Bunu biraz açmak gerekirse: Teknoloji-tiyatro ilişkisini düşündüğümüzde aklımıza sahnelemenin, sahne tasarımının, seyirci-sahne ilişkisinin, çoklu-medya araçlarının kullanıldığı, hibrid formların ön plana çıktığı bir sahneleme dramaturjisi geliyor. Bu bağlamda örnekler sınırsız: Rimini Protokoll’un Breaking News [Flaş Haber], Blast Theory’nin Karen [Karen], Builders Association’in Continous City (Kesintisiz Şehir) gibi eserleri, oluşum ve sahneleme sürecinde dijital teknolojilere ve dijital kültüre dayalı bir dramaturji kullanır. Örneğin, Flaş Haber 1 eserinde sahnenin dört bir yanının televizyon ekranlarıyla kaplandığı bir tasarım vardır. Performans süresince farklı kültürden, coğrafyadan ve dilden dokuz oyuncu sırayla kendi ülkelerinde canlı yayımlanmakta olan haberleri seyirciye aktarır ve bu haberler üzerine yorum yapar. Oyun tematik ve sahneleme açısından günümüz dünyasında bilginin bize nasıl verildiğine ve buna nasıl ulaştığımıza, bize sunulan bilginin, imgelerin ve haberlerin algımızı nasıl şekillendirdiğine ve hatta bize verilen bilginin nasıl filtrelendiği, sansürlendiği ve küresel diye algıladığımız dünyada aslında farklı kültürlerden aldığımız haberin nasıl kısıtlandığına dair önemli sorular sorar. Rimini Protokoll’un oyununun aslında çok yönlü bir metin dokusu ve oluşum süreci vardır. Her gün değişen, sabit olmayan, yarı kurgu ve kolektif, yarı gerçeklere dayalı bir metinden bahsederiz, ancak bu eser ve Rimini Protokoll üzerine yapılmış birçok araştırma bu unsurdan bahsetmemiştir.

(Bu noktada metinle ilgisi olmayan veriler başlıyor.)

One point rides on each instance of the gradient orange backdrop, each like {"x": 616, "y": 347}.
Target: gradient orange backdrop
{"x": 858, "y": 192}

Diğer bir örnek ise, Blast Theory’nin akıllı telefon uygulaması aracılığıyla seyircisine sunduğu dijital tiyatro olarak adlandırılabilecek yapıtı Karen. 2 Bu dijital ya da sanal oyun telefonunuza indirdiğiniz bir uygulama ile başlar ve yaklaşık 10 gün boyunca devam eder. Karen adlı bir yaşam koçunun kendi özel hayatından bahsettiği ve seyircisine sorular sorduğu bir dizi video ve telefon ekranınızda yanıtladığınız çoktan seçmeli sorulardan oluşur. Karen telefonunuza bildirimler gönderir ve günün her saati sizinle iletişime geçmeye, size kendine dair bilgi vermeye ve en önemlisi sizden bilgi almaya çalışır. Bu süre boyunca Karen’e verdiğimiz bilgiler bize önemsiz gelebilir- Hiç yalan söyler misin? Başkasının kişisel alanını merak eder misin? gibi sorular ne kadar derin olabilir diye düşünebiliriz. Ancak, oyun bitince anlarız ki, akıllı telefon uygulamasının sistemi bütün cevaplarımızı analiz etmiş ve bize özel karakter analiz raporu hazırlamıştır. Bu raporda bilgiye ve mahremiyete verdiğimiz değer, diğer seyircilerin verileri ile karşılaştırmalı olarak bize sunulur. Karen’i tasarlarken Blast Theory, Britanya ordusunun karakter testlerinden, akademik çalışmalardan, konsol oyun ve dramatik oyun biçemlerinden faydalanmış ve hem oyun metnini hem soruları hem de kişilik analiz raporunu ‘büyük veri’ ve ‘veri madenciliği’ sorunsallarını irdelemek için özenle hazırlamıştır. Karen ve benzeri eserler, dijital ve sanal tiyatro ya da tiyatro-teknoloji ilişkisi üzerine yapılan çalışmalarda yoğun ilgi görmüş ve incelenmiştir. Ancak metnin dramaturjisi ve türleri bu ilgiden yoksun kalmıştır.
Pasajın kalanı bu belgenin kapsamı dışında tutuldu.